Dark Bit Factory & Gravity
PROGRAMMING => Other languages => ASM => Topic started by: xoreaxeax on May 22, 2012
-
I've been teaching myself some windows assembly for the past couple months using masm, but it seems fasm has quite a more active following, any reason to stick with masm or should I switch over?
-
Hi xoreaxeax, welcome to the forum!
I can't think of any reason to stick or change...

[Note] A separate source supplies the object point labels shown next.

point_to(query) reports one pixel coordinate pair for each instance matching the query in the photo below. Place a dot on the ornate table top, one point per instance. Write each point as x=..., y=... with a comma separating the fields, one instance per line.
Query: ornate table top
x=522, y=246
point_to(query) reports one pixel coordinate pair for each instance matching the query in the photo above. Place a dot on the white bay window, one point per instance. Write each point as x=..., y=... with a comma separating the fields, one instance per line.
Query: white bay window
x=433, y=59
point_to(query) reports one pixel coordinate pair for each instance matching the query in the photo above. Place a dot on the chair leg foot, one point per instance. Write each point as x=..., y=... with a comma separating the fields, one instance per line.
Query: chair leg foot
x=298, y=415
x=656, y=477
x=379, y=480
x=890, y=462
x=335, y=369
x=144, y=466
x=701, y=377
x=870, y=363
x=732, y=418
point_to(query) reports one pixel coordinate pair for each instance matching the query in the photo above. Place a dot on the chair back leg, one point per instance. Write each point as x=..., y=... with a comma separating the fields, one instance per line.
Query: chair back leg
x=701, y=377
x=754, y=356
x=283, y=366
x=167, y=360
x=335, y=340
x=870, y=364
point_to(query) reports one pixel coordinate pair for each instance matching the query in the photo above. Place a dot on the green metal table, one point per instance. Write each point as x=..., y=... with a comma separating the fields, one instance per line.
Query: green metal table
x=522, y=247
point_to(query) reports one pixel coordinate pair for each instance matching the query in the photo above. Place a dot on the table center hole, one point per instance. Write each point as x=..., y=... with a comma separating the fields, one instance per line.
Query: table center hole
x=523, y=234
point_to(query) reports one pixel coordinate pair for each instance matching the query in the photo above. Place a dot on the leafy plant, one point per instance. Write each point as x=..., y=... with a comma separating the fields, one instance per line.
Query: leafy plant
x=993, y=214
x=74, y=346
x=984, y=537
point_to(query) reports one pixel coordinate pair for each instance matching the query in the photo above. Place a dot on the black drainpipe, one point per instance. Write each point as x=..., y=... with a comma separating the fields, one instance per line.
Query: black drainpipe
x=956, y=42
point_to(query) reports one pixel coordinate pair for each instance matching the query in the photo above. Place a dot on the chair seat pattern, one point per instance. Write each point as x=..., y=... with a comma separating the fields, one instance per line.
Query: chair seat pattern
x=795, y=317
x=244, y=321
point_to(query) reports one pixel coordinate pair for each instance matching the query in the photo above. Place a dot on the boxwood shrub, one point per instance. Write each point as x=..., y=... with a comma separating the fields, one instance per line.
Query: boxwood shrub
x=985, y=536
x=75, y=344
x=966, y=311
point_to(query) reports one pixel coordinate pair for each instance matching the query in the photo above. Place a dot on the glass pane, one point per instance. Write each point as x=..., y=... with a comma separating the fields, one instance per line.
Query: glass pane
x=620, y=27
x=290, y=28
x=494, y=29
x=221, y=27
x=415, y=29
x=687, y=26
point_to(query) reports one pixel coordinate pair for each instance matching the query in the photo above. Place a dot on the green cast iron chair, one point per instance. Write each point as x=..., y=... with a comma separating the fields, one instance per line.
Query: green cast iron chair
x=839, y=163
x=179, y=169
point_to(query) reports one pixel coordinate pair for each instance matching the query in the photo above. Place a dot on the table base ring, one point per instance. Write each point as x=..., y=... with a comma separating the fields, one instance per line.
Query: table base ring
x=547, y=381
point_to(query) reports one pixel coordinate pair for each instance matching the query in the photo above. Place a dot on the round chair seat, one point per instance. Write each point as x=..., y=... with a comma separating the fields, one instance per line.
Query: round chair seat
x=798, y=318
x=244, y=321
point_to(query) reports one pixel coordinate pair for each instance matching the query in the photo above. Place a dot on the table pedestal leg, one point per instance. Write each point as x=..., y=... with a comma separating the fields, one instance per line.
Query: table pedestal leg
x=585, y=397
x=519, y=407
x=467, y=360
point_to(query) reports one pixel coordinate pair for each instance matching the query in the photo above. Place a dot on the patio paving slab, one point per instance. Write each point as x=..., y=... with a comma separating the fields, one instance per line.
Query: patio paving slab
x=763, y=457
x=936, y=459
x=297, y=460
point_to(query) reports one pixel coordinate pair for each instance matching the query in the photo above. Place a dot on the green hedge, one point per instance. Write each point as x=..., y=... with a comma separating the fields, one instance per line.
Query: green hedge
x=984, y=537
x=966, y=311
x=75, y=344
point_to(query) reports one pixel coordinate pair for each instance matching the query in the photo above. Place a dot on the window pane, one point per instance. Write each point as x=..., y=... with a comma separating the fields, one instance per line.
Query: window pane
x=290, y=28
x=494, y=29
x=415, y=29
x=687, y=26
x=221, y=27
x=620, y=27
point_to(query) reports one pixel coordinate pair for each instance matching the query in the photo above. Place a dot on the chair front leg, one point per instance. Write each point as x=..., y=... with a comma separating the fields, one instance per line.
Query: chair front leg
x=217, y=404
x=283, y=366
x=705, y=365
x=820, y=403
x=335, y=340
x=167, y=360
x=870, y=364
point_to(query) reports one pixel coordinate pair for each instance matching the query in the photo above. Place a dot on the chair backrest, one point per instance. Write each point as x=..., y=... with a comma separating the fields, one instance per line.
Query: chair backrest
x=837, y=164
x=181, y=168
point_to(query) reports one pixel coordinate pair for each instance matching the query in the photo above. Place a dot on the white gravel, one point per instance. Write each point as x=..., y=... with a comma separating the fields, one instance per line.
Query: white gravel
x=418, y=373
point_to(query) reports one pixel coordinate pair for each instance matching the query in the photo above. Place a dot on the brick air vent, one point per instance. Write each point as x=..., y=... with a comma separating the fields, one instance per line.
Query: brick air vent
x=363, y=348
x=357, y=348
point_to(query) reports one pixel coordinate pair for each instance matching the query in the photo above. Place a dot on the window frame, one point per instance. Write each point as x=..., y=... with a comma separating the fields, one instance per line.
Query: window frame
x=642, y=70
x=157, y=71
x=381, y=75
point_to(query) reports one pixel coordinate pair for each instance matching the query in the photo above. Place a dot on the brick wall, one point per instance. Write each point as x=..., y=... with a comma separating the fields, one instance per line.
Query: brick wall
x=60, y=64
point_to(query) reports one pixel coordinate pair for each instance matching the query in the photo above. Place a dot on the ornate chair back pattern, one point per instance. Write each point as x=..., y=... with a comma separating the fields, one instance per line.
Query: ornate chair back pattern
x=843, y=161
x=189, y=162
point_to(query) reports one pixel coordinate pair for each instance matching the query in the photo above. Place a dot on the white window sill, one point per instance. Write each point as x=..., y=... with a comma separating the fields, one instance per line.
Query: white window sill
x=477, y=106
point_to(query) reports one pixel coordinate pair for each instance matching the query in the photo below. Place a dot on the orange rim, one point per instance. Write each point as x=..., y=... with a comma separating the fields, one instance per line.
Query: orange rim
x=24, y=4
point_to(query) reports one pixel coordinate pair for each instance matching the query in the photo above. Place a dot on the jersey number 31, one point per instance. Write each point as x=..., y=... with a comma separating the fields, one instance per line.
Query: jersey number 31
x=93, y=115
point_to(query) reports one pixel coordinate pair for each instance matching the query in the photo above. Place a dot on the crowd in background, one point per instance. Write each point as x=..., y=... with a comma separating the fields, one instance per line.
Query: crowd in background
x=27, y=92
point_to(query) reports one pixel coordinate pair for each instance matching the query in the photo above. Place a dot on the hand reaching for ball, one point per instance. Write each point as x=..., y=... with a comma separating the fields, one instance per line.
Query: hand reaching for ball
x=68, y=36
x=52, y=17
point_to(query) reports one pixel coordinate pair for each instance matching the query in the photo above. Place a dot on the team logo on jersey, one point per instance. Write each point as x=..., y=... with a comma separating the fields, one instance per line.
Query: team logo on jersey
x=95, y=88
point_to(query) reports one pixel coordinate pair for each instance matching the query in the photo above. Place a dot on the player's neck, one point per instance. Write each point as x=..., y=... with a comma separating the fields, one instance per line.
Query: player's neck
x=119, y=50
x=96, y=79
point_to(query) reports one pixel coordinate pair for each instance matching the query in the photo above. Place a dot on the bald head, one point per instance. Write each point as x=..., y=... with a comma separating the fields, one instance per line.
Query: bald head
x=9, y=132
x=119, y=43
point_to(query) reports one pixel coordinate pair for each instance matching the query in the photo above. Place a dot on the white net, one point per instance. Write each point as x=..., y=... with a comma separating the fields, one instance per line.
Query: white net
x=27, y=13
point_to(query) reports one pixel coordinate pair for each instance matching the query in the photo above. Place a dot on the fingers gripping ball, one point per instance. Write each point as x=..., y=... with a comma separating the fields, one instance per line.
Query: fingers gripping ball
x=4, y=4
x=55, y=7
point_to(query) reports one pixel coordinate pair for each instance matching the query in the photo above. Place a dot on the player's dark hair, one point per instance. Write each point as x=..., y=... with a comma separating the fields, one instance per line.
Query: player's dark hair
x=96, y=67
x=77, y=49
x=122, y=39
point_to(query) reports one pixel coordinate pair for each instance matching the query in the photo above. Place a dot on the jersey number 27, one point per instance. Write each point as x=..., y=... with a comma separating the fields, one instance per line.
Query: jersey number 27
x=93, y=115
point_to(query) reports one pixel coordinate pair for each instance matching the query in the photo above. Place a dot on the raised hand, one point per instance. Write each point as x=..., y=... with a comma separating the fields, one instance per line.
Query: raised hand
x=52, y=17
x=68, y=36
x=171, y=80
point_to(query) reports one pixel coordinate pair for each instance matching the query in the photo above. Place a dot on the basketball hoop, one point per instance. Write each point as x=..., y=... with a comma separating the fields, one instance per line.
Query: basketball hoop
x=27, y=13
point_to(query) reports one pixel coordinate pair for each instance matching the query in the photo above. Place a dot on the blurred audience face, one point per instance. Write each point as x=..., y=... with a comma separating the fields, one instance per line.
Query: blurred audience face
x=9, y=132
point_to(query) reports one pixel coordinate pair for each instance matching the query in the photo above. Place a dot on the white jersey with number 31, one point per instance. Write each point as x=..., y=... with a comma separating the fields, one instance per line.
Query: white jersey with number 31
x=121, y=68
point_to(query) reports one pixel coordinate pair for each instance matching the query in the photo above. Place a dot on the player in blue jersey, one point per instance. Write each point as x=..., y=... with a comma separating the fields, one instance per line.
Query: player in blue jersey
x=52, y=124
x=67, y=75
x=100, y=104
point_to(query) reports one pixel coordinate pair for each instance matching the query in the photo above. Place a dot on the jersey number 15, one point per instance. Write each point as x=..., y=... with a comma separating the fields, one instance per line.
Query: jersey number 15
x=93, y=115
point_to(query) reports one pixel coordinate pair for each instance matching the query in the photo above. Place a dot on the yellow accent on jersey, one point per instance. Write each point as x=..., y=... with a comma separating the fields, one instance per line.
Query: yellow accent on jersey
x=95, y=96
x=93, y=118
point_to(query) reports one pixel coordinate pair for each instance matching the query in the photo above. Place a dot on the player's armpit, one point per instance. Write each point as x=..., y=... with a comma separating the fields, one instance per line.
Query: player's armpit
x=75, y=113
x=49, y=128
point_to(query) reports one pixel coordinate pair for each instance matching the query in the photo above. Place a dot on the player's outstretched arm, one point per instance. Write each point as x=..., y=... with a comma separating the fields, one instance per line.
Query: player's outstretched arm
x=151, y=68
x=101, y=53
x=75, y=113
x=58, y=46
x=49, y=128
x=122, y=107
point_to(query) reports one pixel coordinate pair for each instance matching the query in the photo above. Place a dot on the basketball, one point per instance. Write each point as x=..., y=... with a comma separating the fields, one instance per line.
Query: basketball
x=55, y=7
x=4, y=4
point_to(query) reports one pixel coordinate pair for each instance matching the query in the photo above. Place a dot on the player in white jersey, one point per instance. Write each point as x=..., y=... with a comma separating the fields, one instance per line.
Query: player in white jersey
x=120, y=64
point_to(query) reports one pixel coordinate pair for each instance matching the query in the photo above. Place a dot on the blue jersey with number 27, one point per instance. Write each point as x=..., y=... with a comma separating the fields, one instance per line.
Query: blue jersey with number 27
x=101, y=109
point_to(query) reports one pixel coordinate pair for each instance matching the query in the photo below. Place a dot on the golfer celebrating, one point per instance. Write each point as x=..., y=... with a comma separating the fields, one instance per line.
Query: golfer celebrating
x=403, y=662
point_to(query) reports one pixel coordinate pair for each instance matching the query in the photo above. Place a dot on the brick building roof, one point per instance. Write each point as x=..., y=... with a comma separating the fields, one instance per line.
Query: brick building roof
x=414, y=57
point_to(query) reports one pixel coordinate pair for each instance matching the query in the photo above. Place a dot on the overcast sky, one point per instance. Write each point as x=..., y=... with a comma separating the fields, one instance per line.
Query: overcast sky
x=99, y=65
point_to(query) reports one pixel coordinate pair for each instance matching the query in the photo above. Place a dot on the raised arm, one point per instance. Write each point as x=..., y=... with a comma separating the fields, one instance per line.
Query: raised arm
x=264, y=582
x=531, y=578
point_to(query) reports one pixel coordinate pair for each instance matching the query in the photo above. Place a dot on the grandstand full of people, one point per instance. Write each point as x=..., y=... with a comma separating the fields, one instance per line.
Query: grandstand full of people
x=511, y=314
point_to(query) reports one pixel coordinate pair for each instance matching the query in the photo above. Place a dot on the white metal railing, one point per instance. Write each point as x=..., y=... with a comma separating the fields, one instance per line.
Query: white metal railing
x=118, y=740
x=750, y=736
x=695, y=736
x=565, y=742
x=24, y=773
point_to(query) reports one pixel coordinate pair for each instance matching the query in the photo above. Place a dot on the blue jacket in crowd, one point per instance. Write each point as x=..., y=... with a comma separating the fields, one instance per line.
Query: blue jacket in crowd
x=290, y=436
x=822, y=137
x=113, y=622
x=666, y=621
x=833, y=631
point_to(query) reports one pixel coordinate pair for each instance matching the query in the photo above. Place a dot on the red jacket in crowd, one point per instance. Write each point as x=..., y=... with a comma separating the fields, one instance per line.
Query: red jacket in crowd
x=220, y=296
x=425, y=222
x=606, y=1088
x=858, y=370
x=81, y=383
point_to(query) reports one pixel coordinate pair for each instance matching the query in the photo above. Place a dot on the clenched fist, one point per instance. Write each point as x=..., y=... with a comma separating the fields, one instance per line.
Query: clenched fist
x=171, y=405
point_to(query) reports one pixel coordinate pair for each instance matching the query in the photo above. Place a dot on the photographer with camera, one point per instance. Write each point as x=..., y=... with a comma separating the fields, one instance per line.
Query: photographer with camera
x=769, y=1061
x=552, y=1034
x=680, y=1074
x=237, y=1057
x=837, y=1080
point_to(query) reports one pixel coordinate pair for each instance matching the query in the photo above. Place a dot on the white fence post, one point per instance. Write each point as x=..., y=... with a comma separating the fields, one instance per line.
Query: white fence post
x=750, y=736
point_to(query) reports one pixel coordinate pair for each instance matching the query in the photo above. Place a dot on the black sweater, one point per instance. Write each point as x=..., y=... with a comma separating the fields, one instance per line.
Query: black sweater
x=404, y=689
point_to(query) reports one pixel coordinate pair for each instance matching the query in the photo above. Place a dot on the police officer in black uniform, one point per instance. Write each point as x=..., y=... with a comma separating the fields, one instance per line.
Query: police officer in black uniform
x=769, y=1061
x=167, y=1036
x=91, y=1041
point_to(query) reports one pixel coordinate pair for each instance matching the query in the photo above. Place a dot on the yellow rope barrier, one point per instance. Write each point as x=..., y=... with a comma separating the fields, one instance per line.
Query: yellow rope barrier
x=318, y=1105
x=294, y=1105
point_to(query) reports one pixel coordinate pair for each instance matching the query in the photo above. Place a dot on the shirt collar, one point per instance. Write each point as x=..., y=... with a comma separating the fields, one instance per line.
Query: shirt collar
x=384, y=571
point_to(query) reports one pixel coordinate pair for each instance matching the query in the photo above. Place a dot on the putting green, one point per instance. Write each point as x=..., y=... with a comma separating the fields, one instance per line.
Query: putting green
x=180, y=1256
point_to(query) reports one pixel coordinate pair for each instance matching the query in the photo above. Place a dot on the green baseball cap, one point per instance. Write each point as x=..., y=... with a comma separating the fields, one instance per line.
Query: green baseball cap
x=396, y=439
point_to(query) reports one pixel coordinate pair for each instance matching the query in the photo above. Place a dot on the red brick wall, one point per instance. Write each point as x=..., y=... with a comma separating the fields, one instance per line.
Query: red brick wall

Microsoft will help you coding Windows, FASM maybe help with other things and be more up-to-date.
Jim
-
:hi: xoreaxeax
-
:hi: and I will say: eor.l d0,d0 ;D
-
Welcome 33C0 :-)
-
i do not like FASM for windows. Masm is good
-
Old thread, but I'm also new here and in the same boat. Learning some Windows assembly to code some demo effects. I chose assembly because that's what I've been using on other platforms. I've read a couple of books and done some simple utilities so far. I feel okay with the assembly language and studying OpenGL at the moment. Oh, for the record I use MASM.
-
I have been relearning 6502 assembly after 35 years. How much harder is x86?
-
Old thread, but I'm also new here and in the same boat. Learning some Windows assembly to code some demo effects. I chose assembly because that's what I've been using on other platforms. I've read a couple of books and done some simple utilities so far. I feel okay with the assembly language and studying OpenGL at the moment. Oh, for the record I use MASM.
have you taken a look at hitchhikr OpenGL examples?
-
Yes, I've been studying some of them already, but thanks for the suggestion.
-
I have been relearning 6502 assembly after 35 years. How much harder is x86?
Not harder just different. But for 32 bit x86 you must also learn the OS ( Win32 API, or Unix ) so this will slow you down.
It may be easier to learn x86 under DOS first and then take on Win32. Or learn Win32 from a HLL and then start learning x86.
Also iczelions tutorials are a great starting place.